More thoughts on my stance below...
Not to mention, she hid her diabetes for three years, only to emerge as a shill for the drug industry. Under any other scenario, I would feel bad for her and keep my mouth shut. But she is a public figure, and a well-compensated one at that. And you are spot on: an opportunist.
Love this so much. The stigmatization of type 2 diabetes as a "fat" disease is unfortunate, and disheartening to those diagnosed. Seeing a celebrity diagnosed with diabetes and yelling "That fatty is costing me money!" is unproductive, disrespectful, mean-spirited, and highlights the attitude that obesity is a result of "moral corruption". If we are going to call obesity an epidemic, then treat it like one- there is something wrong with the system, not the people. Everyone didn't wake up one day and decide to sit around and eat whatever they wanted to, all at the same time. Using shame and "tough love" has not worked historically, so let's stop kidding ourselves and take the system seriously.
Paula Deen is not responsible for the health status of the nation, but with so many people overweight and suffering from Type 2 diabetes and other lifestyle-related problems, I'm glad she's going to use this opportunity to take a stand. I just wish she had decided to partner with Fruits & Veggies More Matters, or another healthy eating agency rather than a drug company. We don't need to eat fat-free, light, sugar-free, salt-free food and take drugs for diabetes. Rather, we just need to eat more fruits & vegetables and a little less of everything else. There's still room for rich Southern food, if you eat it in moderation and stay active.
I totally agree with the vegetable notion. Whole, truly natural foods are the motto in our house (for the most part).

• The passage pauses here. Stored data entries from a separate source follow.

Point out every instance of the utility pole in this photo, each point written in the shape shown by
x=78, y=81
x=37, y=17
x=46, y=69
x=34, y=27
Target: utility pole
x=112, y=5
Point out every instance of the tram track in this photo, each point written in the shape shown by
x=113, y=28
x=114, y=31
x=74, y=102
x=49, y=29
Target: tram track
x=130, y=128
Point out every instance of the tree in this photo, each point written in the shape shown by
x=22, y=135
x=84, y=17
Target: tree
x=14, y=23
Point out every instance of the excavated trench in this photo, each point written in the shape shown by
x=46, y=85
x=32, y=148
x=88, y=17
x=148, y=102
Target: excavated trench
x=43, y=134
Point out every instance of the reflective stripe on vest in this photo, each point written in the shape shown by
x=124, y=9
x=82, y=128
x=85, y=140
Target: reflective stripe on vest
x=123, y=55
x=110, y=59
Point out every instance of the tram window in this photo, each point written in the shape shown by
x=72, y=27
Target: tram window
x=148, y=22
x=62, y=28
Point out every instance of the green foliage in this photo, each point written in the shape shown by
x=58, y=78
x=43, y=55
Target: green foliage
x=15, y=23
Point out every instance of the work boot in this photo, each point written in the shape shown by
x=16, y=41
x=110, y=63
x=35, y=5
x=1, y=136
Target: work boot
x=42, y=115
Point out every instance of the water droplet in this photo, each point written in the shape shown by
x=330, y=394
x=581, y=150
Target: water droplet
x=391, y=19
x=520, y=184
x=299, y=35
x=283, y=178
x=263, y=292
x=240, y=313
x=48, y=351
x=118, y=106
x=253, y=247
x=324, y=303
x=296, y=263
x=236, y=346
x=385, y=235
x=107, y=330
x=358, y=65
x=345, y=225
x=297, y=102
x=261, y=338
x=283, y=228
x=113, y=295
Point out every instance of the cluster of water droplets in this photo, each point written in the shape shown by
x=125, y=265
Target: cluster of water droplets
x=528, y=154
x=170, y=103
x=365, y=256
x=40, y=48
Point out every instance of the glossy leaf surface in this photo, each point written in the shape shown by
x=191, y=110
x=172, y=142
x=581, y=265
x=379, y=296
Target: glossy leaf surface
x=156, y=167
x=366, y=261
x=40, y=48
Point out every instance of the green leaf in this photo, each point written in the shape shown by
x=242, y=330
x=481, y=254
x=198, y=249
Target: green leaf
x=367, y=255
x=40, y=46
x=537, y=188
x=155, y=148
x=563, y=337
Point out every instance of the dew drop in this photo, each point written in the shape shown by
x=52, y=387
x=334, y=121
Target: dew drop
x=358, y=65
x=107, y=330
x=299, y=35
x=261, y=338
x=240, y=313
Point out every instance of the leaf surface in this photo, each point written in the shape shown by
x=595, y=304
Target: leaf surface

"We don't need to eat fat-free, light, sugar-free, salt-free foods, and take drugs"- bravo, totally agree! Guilting people into buying the 100 cal snack packs is not the answer. Good, wholesome, home cooked meals with occasional indulgences will do just fine.
And didn't the south give us collards and mustard greens? Thank you, south.
It seems to have become the American way to blame someone else rather than take responsibility for our own actions. (It's definitely easier).
That's why I always blame my husband when the house is messy...
Let's blame the minorities and economically disadvantaged, those darn morally corrupt groups are dragging up the statistics for obesity and diabetes. If that's what you mean by taking individual responsibility, that is.
I don't mean anything of the sort - I'm sorry that's what you took from this. I think blame of any kind directed at anyone specific is ridiculous (hence, the whole Winne the Pooh comparison). I believe as a society we need to change our eating culture, including in schools, at home and in restaurants.
I love me some Paula Deen and for all the critics out there who love to bash her - pick another celebrity to pick on. While her cooking may not be the healthiest in the world compared to a bright, crisp salad - she preaches HOME cooking. Last time I checked, pretty much any meal cooked at home is still going to be healthier than the "bought" variety. All that being said, I'm sure it had something to do with her diagnosis but not the only thing.. she's a pretty heavy smoker and I get the feeling she doesn't run a 5K every week.
Thanks for standing up for one of my favorite gals and driving home the point that many Americans need to be remember - be responsible for your OWN actions and stop pointing the finger in blame. Unless you're pointing it to yourself.
Thanks for reading and commenting! And yes, home cooking is the best. We just need to get it back in schools!